If I could sum up my experience with postgres in two words, they'd be: "Temporary Table". I'll expand on that further on, right now I should go into my system setup.

I'm doing development on a Mac (strike one?), with a custom apache2 build and custom php build living in /opt/php. Postgres offers a nice installer with a few management apps and start/stop controls, but it's only 32bit whereas my php/apache install really really wanted 64bit (or vice-versa, I can't remember). I'll admit, I probably didn't bump up the shared memory resources as much as I could, I think they're around 64 megs, but I'm not throwing anything too complex at this database.

But back to Temporary Tables.

Here's a simplified version of the wurfl database in pseudo-sql:

devices (
 id INTEGER DEFAULT nextval(device_sequence),
 name VARCHAR(255),
 PRIMARY KEY(id)
)
capabilities (
  id INTEGER DEFAULT nextval(device_sequence),
  name VARCHAR(255),
  PRIMARY KEY(id)
)

device_capabilities (
  device_id INTEGER,
  capability_id INTEGER,
  value VARCHAR(255),
  FOREIGN KEY(device_id) REFERENCES devices(id),
  FOREIGN KEY(capability_id) REFERENCES capabilities(id)
)

Being mostly versed in MySQL I am comfortable writing big, ugly queries with slews of joins. So for a simple search for a single capability, I'm inclined to write:


SELECT d.id, d.name
FROM devices d
INNER JOIN device_capabilities c1
  ON d.id = c1.device_id
  AND c1.capability_id = 1
  AND value like ('android')

This works pretty well in Postgres, too. Going from the client request to the backend to the database and back to the client in three seconds. The problem arises with more criteria...

SELECT d.id, d.name
FROM devices d
INNER JOIN device_capabilities c1
  ON d.id = c1.device_id
  AND c1.capability_id = 1
  AND value like ('android')
INNER JOIN device_capabilities c2
  ON d.id = c2.device_id
  AND c2.capability_id = 2
  AND value like ('htc')

Suddenly the query's taking upwards of five minutes to complete! Now, maybe there's an error I don't see, but this looks pretty standard to me.

So my solution was to structure the queries as such:

CREATE TEMPORARY TABLE temp(d_id INTEGER, primary key(d_id));
INSERT INTO temp(d_id)
SELECT device_id
FROM device_capabilities c1
WHERE d.id = c1.device_id
  AND c1.capability_id = 1
  AND value like ('android')

And then:

DELETE FROM temp
WHERE d_id NOT IN (
  SELECT device_id
  FROM device_capabilities c1
   ON d.id = c1.device_id
   AND c1.capability_id = 1
   AND value like ('htc')
)

And bingo, back down to three seconds or so. This doesn't feel like best practice: my natural inclination is to utilize as few database queries as possible to get a result, and this violates that rule. But the execution time makes a pretty convincing case for itself. I think the big ugly queries should work correctly, maybe I need to play around with the shared memory config and what not. As it stands though, I'm going with the temporary table method initially. I wouldn't release the single-query method unless I could get good results on my test box beforehand.

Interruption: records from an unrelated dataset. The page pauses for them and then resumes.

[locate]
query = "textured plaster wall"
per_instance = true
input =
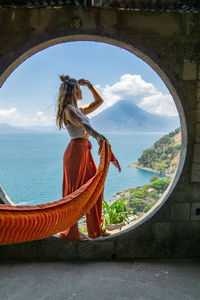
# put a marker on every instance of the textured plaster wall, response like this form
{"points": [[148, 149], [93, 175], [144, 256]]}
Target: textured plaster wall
{"points": [[170, 43]]}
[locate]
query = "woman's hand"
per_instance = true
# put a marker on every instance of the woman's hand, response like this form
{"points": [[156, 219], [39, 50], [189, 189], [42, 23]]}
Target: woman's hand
{"points": [[100, 138], [84, 82]]}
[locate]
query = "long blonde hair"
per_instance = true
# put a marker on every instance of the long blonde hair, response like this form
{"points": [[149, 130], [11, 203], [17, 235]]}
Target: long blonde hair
{"points": [[65, 97]]}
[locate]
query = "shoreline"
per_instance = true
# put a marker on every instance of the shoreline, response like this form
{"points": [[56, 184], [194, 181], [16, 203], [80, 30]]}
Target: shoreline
{"points": [[134, 165]]}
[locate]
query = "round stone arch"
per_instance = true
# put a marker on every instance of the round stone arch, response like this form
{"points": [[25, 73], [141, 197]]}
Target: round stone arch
{"points": [[156, 68]]}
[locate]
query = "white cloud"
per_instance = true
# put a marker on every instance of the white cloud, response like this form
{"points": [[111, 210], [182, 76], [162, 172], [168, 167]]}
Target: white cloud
{"points": [[159, 104], [144, 94], [7, 113], [13, 117]]}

All things considered, if learning Postgres wasn't one of the key aims of this exercise I would have used mysql as the back end and may yet switch if performance issues continue to beguile me.

Let me stress that I'm not writing this to put down postgres, you tend to notice faults first...

Update 2013/03/13: It turns out that Postgres is avowed against the Entity Attribute Value design pattern. Their file system is just not optimized to handle it. When you create temporary tables, Postgres stores them in-memory, thus the reason for the speed gains.